Drinnen im Zimmer hatte wieder das ruhelose Wandern des Müllers begonnen, und wieder scholl der Mutter Schluchzen, des Sohnes Trösten dazwischen, aber wo war Baron Fritz? Noch immer am Todtenbett? Drüben im Dorfe schlug es zehn Uhr; da hörte ich einen Schritt die Treppe herabkommen, so langsam und schleppend, als gehe ein alter Mann. Ich schaute in den Hausflur – da stand er am Treppengeländer; leichenblaß sah er aus; kaum wieder zu erkennen war das hübsche, lebenslustige Gesicht. Er sah noch einmal hinauf und schritt dann langsam auf die Wohnstubenthür zu; als er dicht davor stand, schauderte er zusammen, wandte sich rasch um und ging an mir vorüber, ohne mich zu sehen, in die finstere Nacht hinaus, wie ein armer gebrochener Mensch. Es war das letzte Mal, daß ich ihn gesehen, er soll dann ein wildes, tolles Leben geführt haben – wie mochte sein Herz im lauten Jammer schreien! In Derenberg ist er nie wieder gewesen, und jetzt wird er lange todt sein. Möge Gott ihm eine sanfte Ruhe schenken!

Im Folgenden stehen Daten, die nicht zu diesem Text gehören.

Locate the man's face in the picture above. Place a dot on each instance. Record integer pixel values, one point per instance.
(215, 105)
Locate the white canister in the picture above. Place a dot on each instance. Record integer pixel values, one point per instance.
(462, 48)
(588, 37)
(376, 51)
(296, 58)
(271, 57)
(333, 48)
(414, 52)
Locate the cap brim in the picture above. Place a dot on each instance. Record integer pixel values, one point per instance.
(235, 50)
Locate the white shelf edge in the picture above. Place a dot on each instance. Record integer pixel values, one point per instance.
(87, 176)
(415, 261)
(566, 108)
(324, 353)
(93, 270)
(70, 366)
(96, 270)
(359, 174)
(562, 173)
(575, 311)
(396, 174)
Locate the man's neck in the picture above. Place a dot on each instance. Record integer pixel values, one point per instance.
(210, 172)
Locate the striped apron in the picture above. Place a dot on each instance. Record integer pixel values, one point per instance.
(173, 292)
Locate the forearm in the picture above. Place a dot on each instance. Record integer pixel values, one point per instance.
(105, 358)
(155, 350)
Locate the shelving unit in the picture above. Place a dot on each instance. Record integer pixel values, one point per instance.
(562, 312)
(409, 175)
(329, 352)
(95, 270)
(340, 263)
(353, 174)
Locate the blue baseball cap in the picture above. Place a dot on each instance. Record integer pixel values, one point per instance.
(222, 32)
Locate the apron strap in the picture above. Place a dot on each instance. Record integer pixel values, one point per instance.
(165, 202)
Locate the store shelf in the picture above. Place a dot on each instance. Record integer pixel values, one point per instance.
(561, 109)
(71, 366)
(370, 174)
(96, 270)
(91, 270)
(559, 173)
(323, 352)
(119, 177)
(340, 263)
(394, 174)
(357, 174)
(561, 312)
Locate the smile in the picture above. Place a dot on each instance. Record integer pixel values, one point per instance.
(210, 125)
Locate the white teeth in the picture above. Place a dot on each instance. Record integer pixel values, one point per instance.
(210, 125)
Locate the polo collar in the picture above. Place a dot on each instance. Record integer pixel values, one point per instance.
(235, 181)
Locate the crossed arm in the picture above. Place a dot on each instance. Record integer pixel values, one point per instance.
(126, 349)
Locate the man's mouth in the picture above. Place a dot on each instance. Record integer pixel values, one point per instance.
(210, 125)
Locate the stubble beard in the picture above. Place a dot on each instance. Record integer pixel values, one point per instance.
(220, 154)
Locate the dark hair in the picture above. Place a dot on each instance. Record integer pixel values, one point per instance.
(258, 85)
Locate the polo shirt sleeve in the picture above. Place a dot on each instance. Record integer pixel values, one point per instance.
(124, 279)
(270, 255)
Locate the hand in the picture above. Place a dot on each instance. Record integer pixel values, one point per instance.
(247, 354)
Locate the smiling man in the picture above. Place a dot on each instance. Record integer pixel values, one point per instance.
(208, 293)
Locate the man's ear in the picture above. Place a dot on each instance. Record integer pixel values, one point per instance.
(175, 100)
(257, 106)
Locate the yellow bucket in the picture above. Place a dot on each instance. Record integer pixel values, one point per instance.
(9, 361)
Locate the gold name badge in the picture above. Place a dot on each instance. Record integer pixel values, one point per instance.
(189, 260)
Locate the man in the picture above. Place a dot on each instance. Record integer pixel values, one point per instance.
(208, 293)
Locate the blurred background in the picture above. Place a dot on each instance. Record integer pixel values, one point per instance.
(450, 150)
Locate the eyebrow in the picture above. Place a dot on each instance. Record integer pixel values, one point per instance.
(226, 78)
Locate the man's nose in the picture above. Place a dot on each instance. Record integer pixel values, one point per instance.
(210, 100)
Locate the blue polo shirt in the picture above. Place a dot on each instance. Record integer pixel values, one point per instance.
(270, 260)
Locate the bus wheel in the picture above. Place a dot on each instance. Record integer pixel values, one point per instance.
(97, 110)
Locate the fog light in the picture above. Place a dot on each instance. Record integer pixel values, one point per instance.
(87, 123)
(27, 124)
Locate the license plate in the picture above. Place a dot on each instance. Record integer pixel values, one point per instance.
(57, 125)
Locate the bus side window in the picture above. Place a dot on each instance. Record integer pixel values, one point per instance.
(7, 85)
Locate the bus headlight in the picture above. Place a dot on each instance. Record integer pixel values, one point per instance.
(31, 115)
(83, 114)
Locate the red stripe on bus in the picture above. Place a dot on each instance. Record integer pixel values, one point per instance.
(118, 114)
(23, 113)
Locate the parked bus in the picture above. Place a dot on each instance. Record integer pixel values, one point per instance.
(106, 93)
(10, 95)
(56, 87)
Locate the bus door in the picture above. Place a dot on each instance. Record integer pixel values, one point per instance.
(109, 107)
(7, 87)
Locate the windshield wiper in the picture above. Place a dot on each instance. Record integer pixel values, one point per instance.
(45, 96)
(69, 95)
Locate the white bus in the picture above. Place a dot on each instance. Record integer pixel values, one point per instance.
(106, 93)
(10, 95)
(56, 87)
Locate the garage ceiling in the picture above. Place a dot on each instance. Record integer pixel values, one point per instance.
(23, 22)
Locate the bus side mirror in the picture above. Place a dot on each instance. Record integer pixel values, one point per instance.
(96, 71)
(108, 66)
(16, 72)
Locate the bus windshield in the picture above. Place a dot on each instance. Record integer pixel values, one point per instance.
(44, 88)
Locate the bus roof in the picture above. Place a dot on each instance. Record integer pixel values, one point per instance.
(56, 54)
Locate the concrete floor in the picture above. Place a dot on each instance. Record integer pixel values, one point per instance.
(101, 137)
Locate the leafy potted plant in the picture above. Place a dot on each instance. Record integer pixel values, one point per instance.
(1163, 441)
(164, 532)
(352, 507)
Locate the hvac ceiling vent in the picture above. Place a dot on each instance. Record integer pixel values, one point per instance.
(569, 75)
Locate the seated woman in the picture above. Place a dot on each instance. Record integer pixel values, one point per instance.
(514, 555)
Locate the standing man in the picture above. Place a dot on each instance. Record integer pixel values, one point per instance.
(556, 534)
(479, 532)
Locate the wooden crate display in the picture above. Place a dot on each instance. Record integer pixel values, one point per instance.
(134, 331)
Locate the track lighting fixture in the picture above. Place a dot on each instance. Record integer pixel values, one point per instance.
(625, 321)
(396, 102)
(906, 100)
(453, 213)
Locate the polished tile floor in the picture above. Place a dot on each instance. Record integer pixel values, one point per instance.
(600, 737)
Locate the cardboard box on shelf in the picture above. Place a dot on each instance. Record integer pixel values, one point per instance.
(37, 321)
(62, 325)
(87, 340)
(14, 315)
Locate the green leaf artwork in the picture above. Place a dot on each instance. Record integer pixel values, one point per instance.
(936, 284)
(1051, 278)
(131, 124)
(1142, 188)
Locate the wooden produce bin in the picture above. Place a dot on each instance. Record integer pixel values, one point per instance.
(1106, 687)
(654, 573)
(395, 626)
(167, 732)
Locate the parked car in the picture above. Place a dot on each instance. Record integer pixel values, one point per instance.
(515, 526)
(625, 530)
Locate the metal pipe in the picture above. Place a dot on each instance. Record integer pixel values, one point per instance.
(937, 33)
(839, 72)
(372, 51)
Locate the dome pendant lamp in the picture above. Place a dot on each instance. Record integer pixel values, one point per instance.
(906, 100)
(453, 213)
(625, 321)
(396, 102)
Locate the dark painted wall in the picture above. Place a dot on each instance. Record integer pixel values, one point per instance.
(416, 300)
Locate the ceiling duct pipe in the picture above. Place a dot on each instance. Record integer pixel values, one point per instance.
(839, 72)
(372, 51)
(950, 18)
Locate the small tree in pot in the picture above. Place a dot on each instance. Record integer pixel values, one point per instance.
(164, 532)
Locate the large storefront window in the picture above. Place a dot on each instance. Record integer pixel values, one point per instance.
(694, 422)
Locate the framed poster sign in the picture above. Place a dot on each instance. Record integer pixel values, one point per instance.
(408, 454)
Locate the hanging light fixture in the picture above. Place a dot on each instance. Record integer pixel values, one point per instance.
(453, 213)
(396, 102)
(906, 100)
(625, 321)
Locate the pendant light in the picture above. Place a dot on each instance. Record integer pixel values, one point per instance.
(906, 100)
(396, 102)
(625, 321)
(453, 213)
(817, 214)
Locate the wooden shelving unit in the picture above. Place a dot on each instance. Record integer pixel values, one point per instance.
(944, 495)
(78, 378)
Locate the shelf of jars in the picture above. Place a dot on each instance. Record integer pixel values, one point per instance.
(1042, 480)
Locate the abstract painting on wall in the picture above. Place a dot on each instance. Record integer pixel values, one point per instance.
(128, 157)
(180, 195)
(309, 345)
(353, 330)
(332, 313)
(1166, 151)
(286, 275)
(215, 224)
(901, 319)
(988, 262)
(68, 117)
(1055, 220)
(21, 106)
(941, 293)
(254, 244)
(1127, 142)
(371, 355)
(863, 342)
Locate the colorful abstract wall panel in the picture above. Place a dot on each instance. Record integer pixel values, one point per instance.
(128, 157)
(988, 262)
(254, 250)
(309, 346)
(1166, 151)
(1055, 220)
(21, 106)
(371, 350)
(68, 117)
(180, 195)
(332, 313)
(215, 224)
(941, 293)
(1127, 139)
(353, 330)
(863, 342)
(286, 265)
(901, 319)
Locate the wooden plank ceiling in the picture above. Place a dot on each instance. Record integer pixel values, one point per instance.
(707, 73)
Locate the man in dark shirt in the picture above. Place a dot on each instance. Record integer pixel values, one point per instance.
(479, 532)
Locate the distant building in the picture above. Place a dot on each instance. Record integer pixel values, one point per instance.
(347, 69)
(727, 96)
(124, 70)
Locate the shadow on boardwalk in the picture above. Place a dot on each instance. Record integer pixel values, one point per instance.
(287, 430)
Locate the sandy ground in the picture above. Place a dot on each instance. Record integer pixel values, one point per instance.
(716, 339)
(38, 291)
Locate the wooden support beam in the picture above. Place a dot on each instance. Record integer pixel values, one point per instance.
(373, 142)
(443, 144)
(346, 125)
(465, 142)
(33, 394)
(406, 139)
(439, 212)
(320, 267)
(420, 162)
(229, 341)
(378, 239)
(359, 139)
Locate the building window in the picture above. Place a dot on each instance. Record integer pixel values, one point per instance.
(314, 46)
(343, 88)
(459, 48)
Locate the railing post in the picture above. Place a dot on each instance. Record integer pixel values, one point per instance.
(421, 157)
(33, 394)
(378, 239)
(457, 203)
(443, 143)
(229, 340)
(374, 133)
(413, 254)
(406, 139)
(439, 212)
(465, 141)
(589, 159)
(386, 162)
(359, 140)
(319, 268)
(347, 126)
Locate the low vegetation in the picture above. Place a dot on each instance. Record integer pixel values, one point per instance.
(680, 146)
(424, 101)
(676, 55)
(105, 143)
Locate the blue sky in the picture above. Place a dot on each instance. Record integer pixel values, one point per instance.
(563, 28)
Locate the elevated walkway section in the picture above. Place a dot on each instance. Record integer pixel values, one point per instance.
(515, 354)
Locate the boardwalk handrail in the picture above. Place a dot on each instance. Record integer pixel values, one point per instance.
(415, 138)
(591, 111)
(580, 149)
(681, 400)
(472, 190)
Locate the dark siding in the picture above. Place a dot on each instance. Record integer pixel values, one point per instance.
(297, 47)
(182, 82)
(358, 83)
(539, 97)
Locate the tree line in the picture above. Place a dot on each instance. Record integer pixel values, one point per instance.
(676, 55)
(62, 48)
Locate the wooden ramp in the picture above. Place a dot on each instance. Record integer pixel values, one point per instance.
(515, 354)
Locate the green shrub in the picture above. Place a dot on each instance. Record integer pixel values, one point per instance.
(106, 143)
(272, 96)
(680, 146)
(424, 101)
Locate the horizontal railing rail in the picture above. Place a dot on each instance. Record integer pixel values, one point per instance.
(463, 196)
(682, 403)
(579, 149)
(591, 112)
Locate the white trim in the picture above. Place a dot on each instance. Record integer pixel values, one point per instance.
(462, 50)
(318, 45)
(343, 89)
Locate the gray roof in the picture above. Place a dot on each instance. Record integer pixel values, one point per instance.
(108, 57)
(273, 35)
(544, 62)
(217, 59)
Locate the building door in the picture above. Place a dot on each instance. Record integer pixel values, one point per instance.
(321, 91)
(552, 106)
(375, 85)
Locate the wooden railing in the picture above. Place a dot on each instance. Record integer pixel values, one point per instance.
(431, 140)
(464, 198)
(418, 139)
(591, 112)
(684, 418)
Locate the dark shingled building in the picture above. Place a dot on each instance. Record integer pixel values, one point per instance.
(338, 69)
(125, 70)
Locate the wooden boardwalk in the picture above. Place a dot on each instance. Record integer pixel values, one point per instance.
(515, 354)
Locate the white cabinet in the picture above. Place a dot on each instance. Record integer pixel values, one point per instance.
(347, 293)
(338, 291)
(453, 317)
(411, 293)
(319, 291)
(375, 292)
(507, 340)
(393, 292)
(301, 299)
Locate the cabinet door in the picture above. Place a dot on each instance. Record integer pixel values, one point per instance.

Die tolle Fränzel aber war auch verschwunden; Niemand wußte, wohin. Und auf dem Schlosse und im Dorfe sagten sie Alle, der junge Baron sei mit ihr auf und davon, und da hab’ ich auch noch einmal gezweifelt an seiner Treue. Aber dann, als die Lisett begraben war, da ging ich gegen Abend mit meinem Christian auf den Kirchhof zu dem frischen Grabe, und wie ich dort stehe und weine und die Kränze all zurecht lege, die ihr die Leute geschickt hatten, da sagte Christian: ‚Guck, Mariechen, dort liegt was Weißes wie ein Zettel,‘ und richtig, es war auch ein Steinchen darauf gelegt, damit es nicht wegfliegen sollt’, und wie ich ihn aus einander falte, da steht darauf in großen ungelenken Buchstaben: ‚Es ist nicht wahr, was sie sagen; er hat mich niemals angeschaut; ich weiß nicht, wo er ist, und er nicht, wo ich bin. Mich sieht nimmer Einer wieder von Euch – denkt nicht zu schlecht von mir! Das goldene Herz hab’ ich umgehängt, weil es meine Herrin befohlen; sie sagte, es gelte nur einen Spaß mit der Lisett. Die Sanna war dabei – Ihr könnt sie fragen. Gott soll mir vergeben; ich hab’ nicht wollen so Böses thun.

Franziska.‘

So hat sie es damals gemacht, sie da droben, um des Lumpenmüllers Lisett nicht in ihre stolze Familie zu bekommen und – Kind“ – die alte Frau streichelte weich das Haar des tief erschütterten Mädchens zu ihren Füßen – „Du, unser Einziges, thu’ Dir und uns das nicht an, daß Du ihr wieder zu einer Gelegenheit verhilfst, solch ein Teufelsstück auszuüben! Sie wird es ausüben – verlaß Dich darauf! – sie haßt uns hier in der Mühle, weil sie von der Lisett her ein böses Gewissen hat. Sieh’, mein armes Herzel, wenn’s mir auch bitter weh um Dich ist, ich kann Dir nur eines sagen: begrabe, was Du heute erlebt hast!“

„Ich vermag es nicht, Muhme,“ unterbrach sie das junge Mädchen thränenmüde, aber mit unverkennbarer Bestimmtheit; und plötzlich erhob sie sich und stand in fester Haltung vor der alten Frau. „Die Geschichte von der Tante Lisett ist sehr traurig. Aber ich habe Army das Versprechen gegeben, daß ich ihn retten will, und das muß ich halten. Und wenn ich ihm die Geschichte der Tante Lisett erzählt haben werde, dann wird er gewarnt sein. Sei barmherzig, Muhme, und rede mir nicht ab!“ fügte sie nach kurzer Pause in ausbrechender Leidenschaft hinzu, indem sie auf’s Neue zu den Knieen der sprachlos Dasitzenden niedersank, „wir haben uns ja so lieb, so lieb – hilf uns, daß wir glücklich werden! Sag’ es dem Vater drunten und der Mutter und rede ihnen zu – nicht wahr, Du thust es, liebe, süße Muhme, nicht wahr?“ Und die feuchten Augen des gequälten Mädchens blickten flehend zu der Muhme hinauf, und diese fühlte, wie zwei weiche Hände die ihren faßten und sie ängstlich festhielten.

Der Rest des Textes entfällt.